At 39 and 47, Nevzat Aydin and Sina Afra are the senior members of the group.
They met in the 2000s when Aydin was starting Yemeksepeti, an online food ordering company, and Afra was starting Markafoni, a flash-sale website similar to Gilt Groupe.
In 2011, Naspers, the South African media giant, acquired Markafoni at a valuation of $200 million, making Afra an instant rock star in the tech community.
Four years later, Aydin sold Yemeksepeti to Delivery Hero for $589 million, making it the largest tech exit in Turkey’s history.
Having “gone big,” Aydin and Afra turned back to Istanbul, the city that helped them get their start.
As trusted advisers, they helped the Isbecer brothers expand and sell Pozitron. They also became mentors to a new generation of entrepreneurs like Hakan Bas, the founder of Lidyana, Turkey’s leading online jewelry and accessories business.
When Bas made headlines after becoming romantically involved with a model, Aydin called him up. “People now know you as someone dating a model rather than the CEO of your company. Your personal life is overshadowing your professional life.”
Bas was jolted, but grateful. “Lots of people give me advice about business; he’s more focused on coaching me as a leader.”
The mentorship isn’t free, however. Bas pays Aydin back by paying it forward. “Before, I used to say, ‘I will help out if I have time.’ Now I say, ‘I will make time to help out.’”
The Istanbul entrepreneur network.

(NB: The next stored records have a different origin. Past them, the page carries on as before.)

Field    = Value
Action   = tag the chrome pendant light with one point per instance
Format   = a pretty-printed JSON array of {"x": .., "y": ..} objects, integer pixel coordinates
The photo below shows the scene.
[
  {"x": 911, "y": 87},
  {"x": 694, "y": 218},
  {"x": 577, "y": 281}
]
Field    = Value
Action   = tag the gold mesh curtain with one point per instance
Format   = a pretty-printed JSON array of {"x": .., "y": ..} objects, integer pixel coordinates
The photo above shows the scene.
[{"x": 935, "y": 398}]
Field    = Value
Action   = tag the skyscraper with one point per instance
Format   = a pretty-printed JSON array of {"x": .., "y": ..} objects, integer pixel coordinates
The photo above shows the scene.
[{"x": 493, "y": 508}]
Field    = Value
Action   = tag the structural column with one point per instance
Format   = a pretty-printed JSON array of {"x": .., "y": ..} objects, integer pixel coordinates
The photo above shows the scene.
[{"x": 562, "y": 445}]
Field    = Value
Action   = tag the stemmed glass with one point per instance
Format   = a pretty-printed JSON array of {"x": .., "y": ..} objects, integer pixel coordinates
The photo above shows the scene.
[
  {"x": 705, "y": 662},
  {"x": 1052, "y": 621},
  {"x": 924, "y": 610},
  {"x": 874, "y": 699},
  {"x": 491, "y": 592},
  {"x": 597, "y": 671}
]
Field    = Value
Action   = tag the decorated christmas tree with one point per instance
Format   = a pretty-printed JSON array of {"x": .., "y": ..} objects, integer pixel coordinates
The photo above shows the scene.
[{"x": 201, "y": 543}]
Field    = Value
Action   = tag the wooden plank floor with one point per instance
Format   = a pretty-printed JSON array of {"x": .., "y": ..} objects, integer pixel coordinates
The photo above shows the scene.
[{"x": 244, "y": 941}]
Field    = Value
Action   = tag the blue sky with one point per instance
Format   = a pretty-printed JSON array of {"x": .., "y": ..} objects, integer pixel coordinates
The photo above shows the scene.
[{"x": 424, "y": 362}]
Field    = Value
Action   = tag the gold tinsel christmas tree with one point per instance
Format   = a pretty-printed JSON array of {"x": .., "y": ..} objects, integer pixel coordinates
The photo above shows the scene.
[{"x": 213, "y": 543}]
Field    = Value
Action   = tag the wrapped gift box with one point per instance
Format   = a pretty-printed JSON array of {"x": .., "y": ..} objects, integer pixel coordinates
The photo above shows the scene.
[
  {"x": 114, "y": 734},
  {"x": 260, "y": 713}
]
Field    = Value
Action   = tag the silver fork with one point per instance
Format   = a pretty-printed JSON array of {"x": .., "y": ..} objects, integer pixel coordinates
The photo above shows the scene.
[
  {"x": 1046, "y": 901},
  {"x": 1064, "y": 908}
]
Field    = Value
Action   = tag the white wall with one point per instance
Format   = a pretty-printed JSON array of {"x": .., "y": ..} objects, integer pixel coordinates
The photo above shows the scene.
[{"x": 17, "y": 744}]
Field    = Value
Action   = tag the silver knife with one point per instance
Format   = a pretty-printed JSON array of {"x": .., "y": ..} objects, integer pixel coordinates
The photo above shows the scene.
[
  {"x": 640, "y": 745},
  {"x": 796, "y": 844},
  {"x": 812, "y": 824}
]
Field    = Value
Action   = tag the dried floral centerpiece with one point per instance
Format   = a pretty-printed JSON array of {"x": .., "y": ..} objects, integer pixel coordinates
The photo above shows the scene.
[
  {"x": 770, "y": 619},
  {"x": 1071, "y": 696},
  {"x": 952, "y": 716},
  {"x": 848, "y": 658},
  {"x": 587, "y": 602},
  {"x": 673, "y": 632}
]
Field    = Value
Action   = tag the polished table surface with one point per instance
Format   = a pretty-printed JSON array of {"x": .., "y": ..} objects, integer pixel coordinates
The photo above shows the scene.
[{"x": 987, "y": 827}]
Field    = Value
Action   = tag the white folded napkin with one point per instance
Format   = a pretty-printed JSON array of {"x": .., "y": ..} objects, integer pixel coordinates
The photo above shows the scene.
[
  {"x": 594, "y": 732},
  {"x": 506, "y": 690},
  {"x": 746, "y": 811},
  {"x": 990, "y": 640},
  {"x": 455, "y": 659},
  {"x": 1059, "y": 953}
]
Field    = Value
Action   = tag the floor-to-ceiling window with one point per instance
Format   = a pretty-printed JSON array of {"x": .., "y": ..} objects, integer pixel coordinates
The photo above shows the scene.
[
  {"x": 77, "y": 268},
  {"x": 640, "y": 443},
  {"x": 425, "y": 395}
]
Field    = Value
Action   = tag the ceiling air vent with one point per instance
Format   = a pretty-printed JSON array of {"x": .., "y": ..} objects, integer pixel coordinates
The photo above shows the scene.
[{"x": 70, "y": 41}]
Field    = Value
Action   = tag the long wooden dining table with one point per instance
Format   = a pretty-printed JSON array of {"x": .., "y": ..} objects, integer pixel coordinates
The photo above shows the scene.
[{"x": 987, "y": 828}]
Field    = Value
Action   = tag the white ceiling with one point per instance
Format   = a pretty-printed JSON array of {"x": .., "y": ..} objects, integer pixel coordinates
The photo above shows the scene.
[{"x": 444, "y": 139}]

Click here to enlarge. (Image via Knowledge@Wharton)
A virtuous cycle
This is the virtuous cycle in action — one generation helping the next for the good of the entire system.
To MercadoLibre founder Marcos Galperin, these ecosystems mark a generational change in how business is done. “They are shifting people’s thinking from a winner-take-all mentality to one where everyone benefits from the group’s success.”

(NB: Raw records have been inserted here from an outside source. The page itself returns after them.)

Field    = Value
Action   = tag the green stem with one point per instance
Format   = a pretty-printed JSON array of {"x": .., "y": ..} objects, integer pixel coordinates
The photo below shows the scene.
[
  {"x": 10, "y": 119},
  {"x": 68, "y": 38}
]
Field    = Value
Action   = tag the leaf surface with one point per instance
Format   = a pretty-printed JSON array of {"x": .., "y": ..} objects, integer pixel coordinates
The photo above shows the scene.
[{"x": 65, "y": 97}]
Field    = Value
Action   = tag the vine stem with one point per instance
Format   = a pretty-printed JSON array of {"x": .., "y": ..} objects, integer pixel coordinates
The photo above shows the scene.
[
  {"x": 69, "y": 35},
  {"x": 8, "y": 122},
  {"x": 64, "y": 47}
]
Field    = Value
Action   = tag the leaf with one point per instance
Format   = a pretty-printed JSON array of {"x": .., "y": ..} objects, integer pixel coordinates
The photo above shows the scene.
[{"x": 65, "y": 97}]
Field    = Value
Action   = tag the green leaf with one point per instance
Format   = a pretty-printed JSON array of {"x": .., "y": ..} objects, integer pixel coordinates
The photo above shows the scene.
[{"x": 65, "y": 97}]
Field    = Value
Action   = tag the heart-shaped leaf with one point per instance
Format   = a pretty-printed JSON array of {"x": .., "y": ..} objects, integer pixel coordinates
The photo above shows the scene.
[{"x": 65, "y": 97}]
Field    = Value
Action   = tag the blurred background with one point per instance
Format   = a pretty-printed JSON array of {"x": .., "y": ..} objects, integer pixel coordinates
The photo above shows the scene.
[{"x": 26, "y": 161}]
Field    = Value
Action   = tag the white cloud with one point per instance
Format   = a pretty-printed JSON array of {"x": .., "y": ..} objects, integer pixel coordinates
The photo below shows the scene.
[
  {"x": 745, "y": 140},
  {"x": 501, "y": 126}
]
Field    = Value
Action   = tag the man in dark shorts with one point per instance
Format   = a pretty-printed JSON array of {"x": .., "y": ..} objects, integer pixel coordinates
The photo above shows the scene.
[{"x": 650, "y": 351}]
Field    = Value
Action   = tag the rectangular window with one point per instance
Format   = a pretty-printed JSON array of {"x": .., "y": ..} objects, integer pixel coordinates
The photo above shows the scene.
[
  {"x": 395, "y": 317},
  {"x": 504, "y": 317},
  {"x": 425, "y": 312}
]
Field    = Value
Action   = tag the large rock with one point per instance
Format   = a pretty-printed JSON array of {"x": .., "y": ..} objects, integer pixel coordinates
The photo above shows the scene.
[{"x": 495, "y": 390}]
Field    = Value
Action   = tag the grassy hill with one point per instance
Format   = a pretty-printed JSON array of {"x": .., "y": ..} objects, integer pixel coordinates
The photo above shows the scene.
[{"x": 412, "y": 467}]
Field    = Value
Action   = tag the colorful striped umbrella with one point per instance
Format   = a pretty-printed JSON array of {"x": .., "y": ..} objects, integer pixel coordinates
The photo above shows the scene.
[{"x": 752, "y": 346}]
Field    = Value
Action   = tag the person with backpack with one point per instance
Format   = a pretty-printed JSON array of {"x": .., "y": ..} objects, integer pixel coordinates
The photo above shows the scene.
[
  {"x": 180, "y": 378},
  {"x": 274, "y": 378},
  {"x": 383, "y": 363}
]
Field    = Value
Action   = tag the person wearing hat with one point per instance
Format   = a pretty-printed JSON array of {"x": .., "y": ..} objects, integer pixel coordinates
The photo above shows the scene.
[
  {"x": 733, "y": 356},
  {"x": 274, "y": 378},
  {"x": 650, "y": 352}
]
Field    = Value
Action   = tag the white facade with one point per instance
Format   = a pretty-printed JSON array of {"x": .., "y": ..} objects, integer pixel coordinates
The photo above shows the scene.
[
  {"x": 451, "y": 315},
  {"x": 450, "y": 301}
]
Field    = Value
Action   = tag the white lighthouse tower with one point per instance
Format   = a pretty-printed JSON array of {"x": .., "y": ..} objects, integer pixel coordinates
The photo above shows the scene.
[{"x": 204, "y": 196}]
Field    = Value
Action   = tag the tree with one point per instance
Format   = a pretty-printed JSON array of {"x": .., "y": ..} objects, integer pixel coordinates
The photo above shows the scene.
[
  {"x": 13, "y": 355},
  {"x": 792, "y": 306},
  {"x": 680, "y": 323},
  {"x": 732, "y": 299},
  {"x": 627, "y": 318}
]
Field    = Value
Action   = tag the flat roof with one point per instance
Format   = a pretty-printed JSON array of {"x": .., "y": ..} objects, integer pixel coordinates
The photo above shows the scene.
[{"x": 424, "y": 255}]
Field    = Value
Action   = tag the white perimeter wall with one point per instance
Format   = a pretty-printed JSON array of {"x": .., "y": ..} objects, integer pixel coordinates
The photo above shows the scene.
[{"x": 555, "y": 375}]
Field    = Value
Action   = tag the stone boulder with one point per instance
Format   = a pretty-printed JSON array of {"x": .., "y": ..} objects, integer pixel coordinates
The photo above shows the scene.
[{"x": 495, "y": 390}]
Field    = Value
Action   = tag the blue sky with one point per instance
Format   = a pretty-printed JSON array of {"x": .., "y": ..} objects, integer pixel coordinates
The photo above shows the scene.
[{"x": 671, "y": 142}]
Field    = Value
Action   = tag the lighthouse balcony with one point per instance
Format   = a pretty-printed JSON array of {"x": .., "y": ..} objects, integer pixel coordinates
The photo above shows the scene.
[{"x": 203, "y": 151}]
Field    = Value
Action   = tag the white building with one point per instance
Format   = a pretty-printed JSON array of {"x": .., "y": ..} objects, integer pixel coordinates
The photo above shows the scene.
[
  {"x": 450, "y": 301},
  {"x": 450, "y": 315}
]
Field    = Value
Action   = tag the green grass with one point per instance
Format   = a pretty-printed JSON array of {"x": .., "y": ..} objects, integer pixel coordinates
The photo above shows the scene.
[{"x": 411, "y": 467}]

But for anyone looking to create this kind of dynamic climate for business and innovation, it is crucial to understand that it doesn’t just happen because somebody builds an incubator or creates a seed-financing fund.
It requires seeking out the high-impact entrepreneurs in a given market and helping them scale through the right mix of mentorship, investment, connections and resources.
Once a handful of local scale-ups have succeeded, the multiplier effect can take hold and the ecosystem can begin to sustain its own growth.
That creates a deep reservoir of support and resources that companies can draw on throughout their life-cycle, from startup to maturity.
We’ve seen time and again, even in the most challenging business environments, that high-impact entrepreneurs exist in every market. The key is finding them, helping them scale and encouraging them to let the contagion spread.